- Promotional release poster
- Directed by: Anna Cazenave Cambet
- Written by: Anna Cazenave Cambet
- Based on: Love Me Tender by Constance Debré
- Produced by: Raphaëlle Delauche Nicolas Sanfaute
- Starring: Vicky Krieps Antoine Reinartz Viggo Ferreira-Redier Monia Chokri
- Cinematography: Kristy Baboul
- Edited by: Joris Laquittant
- Music by: Maxence Dussère
- Production company: Novoprod
- Release date: 20 May 2025 (Cannes);
- Running time: 134 minutes
- Country: France
- Language: French

= Love Me Tender (2025 film) =

2025 French drama film

Love Me Tender is a 2025 French drama film written and directed by Anna Cazenave Cambet, based on the 2020 novel by Constance Debré.
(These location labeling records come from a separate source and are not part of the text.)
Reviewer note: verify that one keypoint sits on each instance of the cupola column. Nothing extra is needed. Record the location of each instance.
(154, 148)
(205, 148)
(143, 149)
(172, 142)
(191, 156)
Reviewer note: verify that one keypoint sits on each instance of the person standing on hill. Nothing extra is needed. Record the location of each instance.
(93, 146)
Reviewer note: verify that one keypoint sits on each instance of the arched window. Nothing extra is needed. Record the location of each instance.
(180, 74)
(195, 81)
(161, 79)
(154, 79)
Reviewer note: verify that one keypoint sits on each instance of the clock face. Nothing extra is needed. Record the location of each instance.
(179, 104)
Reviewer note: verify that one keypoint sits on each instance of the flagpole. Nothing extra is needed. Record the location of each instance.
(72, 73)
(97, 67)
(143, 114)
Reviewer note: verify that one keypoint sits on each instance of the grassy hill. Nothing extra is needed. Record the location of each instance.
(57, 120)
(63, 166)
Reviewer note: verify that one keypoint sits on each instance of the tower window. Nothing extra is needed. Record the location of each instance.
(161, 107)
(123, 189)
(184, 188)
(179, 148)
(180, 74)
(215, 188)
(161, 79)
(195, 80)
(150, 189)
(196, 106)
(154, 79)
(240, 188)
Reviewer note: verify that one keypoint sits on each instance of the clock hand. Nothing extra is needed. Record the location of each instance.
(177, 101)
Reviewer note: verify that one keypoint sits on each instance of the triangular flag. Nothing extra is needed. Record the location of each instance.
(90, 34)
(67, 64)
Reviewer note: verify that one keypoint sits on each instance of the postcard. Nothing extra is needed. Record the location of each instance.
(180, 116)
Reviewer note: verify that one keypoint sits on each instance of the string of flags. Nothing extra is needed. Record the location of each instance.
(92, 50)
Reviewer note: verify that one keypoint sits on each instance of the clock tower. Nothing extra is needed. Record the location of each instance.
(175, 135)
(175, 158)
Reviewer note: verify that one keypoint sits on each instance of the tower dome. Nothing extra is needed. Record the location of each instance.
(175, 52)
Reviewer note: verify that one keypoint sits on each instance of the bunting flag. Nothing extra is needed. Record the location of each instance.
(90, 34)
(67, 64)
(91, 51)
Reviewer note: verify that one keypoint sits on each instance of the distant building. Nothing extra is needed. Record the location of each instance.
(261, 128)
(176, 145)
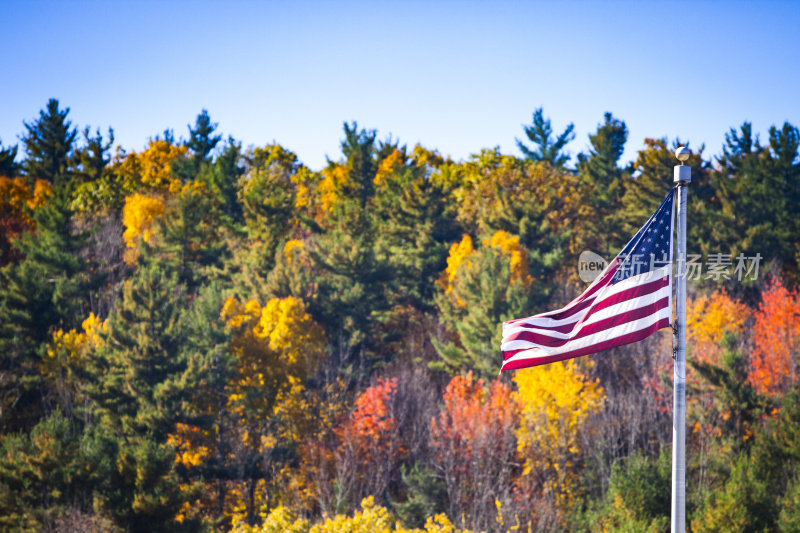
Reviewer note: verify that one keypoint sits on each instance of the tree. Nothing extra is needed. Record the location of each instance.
(555, 403)
(776, 341)
(480, 290)
(415, 223)
(599, 171)
(201, 138)
(50, 288)
(474, 445)
(546, 148)
(49, 144)
(8, 167)
(370, 448)
(92, 159)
It stars Vicky Krieps as Clémence, a mother fighting her ex-husband for custody of their son after she starts dating a woman.
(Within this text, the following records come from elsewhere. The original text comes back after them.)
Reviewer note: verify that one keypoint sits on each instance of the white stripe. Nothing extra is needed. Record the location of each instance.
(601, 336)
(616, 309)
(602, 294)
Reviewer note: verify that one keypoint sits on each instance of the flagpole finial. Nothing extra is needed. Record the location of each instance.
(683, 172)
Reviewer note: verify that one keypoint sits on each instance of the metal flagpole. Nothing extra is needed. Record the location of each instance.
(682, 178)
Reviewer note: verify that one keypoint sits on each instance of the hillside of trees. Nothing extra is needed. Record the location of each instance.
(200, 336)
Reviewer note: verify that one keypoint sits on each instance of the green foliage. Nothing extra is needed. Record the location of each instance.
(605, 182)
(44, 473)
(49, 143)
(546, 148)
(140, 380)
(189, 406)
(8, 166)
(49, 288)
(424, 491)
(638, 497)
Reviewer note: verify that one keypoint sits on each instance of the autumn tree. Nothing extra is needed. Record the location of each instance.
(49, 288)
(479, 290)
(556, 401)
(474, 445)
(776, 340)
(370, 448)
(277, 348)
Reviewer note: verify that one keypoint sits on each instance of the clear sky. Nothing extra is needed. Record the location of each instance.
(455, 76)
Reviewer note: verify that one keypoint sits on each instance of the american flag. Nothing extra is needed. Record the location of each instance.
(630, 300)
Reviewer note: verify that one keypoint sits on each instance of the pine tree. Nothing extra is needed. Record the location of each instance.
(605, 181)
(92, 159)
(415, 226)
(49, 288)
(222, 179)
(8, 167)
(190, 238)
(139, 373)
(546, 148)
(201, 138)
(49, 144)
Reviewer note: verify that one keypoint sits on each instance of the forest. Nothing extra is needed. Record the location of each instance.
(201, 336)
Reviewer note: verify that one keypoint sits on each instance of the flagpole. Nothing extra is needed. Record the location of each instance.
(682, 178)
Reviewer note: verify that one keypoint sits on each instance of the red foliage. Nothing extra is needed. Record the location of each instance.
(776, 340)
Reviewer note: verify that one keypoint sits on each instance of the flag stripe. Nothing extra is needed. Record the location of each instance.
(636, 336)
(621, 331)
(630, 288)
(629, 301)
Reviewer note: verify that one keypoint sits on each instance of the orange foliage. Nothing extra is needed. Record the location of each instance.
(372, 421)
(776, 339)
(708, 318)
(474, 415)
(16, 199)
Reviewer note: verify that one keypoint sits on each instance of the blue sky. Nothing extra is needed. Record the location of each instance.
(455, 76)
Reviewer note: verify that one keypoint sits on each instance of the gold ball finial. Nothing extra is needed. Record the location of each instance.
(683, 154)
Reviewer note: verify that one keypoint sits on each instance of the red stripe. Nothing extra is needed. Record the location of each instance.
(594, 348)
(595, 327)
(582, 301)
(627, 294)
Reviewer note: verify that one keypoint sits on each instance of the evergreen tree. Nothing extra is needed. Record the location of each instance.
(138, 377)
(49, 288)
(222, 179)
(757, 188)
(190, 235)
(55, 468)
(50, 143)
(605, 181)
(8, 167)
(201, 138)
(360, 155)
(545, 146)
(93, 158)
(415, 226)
The film had its world premiere at the Un Certain Regard section of the 78th Cannes Film Festival on 20 May 2025, where it was also nominated for the Queer Palm.

== Synopsis ==
Clémence, a woman who has been separated for several years from her husband Laurent, shares joint custody of their son Paul. The two maintain a functional co-partenting relationship until Clémence opens up about being attracted to women and starting a relationship with Sarah. This causes a shift in their relationship and tensions gradually escalate between them, leading to a breakdown in communication and an intensification of the custody conflict over Paul.
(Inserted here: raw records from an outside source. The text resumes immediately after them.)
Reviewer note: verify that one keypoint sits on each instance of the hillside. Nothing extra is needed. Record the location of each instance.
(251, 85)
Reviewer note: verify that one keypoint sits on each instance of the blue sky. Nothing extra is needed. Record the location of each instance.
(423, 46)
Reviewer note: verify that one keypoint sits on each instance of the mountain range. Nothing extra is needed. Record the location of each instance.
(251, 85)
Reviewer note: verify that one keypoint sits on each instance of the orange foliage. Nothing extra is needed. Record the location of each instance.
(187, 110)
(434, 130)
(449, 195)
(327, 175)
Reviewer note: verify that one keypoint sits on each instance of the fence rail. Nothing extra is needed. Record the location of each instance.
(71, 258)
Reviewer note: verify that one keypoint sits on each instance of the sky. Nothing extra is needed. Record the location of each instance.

As the situation deteriorates, Laurent seeks to exclude Clémence from their son’s life, culminating in a shift in custody arrangements in his favor. In parallel, Clémence navigates significant personal and professional changes, including leaving her career as a lawyer to become a freelance writer, through which she reflects on motherhood, femininity, and personal integrity.

== Reception ==
On Rotten Tomatoes, the audience score is limited, with an 87% rating based on 15 reviews. Writing for Variety, Jessica Kiang described it as a tender film that reimagines an elegant and moving portrait of motherhood at odds with selfhood.

Screened as part of the 2025 London Film Festival and reviewed by Film Carnage, the film was described as “a slow-burn story of suffering and patience, of one woman facing a spiteful partner…” Emma Kiely for Collider also praised Vicky Krieps’s performance, calling it dedicated, devastating, and endearing.

== Cast ==

- Vicky Krieps as Clémence
- Antoine Reinartz as Laurent
- Monia Chokri as Sarah
- Viggo Ferreira-Redier as Paul
- Féodor Atkine as Clémence's father
- Aurélia Petit
- Park Ji-min
- Manuel Vallade
- Salif Cissé
- Julien de Saint Jean
- Antoine Michel
- Malou Khebizi

== Release ==
The film premiered in the Un Certain Regard section of the 2025 Cannes Film Festival.